Four years ago I published a report laying bare the shocking care provided at Stafford Hospital. I heard of an elderly patient left naked in public view covered in faeces, of another who died because she not given insulin, of wards where elderly patients were not helped with food and drink, of an A&E where waiting times were fabricated.
Staff who raised genuine concerns were not listened to or respected, and patients and their families were not told the truth about had happened.
A year ago today I published my report of the public inquiry into what these issues implied for the system as a whole. I found a weak leadership had given priority to cost control, meeting targets, corporate governance and the promotion of a reassuring image ahead of patients and their safety.
Staff gave up raising concerns about patients, preferring to avoid trouble and keep their heads down.
The persistent belief that events at Stafford were unique and unlikely to occur elsewhere is dangerous and wrong
In the wider NHS, good news was not evaluated critically, and bad news was ignored or discounted. Corporate memory and continuity were lost through reorganisations and lack of staff retention. Poor managers were not held to account. Well-intentioned national policies were understood as demands to be met at all costs.
To repeat these uncomfortable truths is not to attack the high quality treatment provided by hard-working and committed staff. Proper recognition of their right to insist on the best standards will let them protect patients.

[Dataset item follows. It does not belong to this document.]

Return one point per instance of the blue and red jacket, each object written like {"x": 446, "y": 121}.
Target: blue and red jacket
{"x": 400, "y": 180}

Encouragingly, since then the Health Secretary, the NHS Medical Director, and the Care Quality Commission (CQC), among others, have led the way in starting many necessary reforms.
We can see much greater readiness to admit and address problems about care, an enthusiasm for effectively measuring how good services are and whether there are enough staff. Improvements are being made to the quality and accountability of health leaders.
Yet more than this will be needed. Permanent change will not happen unless doctors and nurses live by their values and put patients first. In the past year I have met many doctors, nurses and leaders with a genuine commitment to making the NHS safe, effective and reflective of patients’ needs. Many feel free to speak up in a way that was not possible in the past.
A report with which I have been involved, published by the Nuffield Trust today, testifies to the willingness of hospital leaders to embrace a better way of doing things. Many interviewed for the report recognise the need for coherent national standards and openness, transparency and candour.
This is echoed by the CQC’s admission of past failings and the OBE for Helene Donnelly, the brave whistle-blowing nurse from Stafford. Victimisation of staff who raise honest concerns of the sort identified only last week by an employment tribunal in Devon cannot be tolerated. There is much to do in this area before staff feel safe.
The persistent belief that events at Stafford were unique and unlikely to occur elsewhere is dangerous and wrong. The Nuffield Trust report raises concerns about national organisations responsible for overseeing the NHS.
In particular there is a perception on the front line that regulators and commissioners revert too easily to old ways, applying pressure amounting to bullying to enforce targets and meet financial requirements. Hospitals trying to put patients first will soon be deterred if this is not stopped.
If, as I hear too often, the only conversation between senior NHS regulators and hospital boards is about finance and crude targets, the increased focus on quality will be forgotten. Reprimanding hospitals when they are honest about what they cannot do will not encourage openness. If regulators are behaving like this they must change; if the perception is wrong they need to change it.
I still hear of too many cases where legitimate complaints are met with prevarication and defensiveness. Changing this behaviour should not have to wait until the proposed duty of candour has been fully enacted. Openness should be part of the DNA of every hospital.
The Nuffield Trust report echoes widely-expressed fears that the new emphasis on quality cannot survive financial pressure. Safe and effective care, delivered with dignity and in open partnership with patients, should cost less, not more.
The NHS’s dreadful bill for litigation each year tells its own tale. Commissioning groups and national regulators must insist on fundamental standards just as firmly as they used to demand compliance with the four-hour A&E waiting time — and perhaps still do.
So, a good if slow start has been made, but much needs to be done. It is hard for anyone to relax until the constant stream of alarming stories seen daily by organisations such as the Patients Association fades away.
Robert Francis, QC, chaired the public inquiry into Mid Staffordshire NHS Trust. Please note that the views expressed in guest blogs on the Nuffield Trust website are the authors’ own.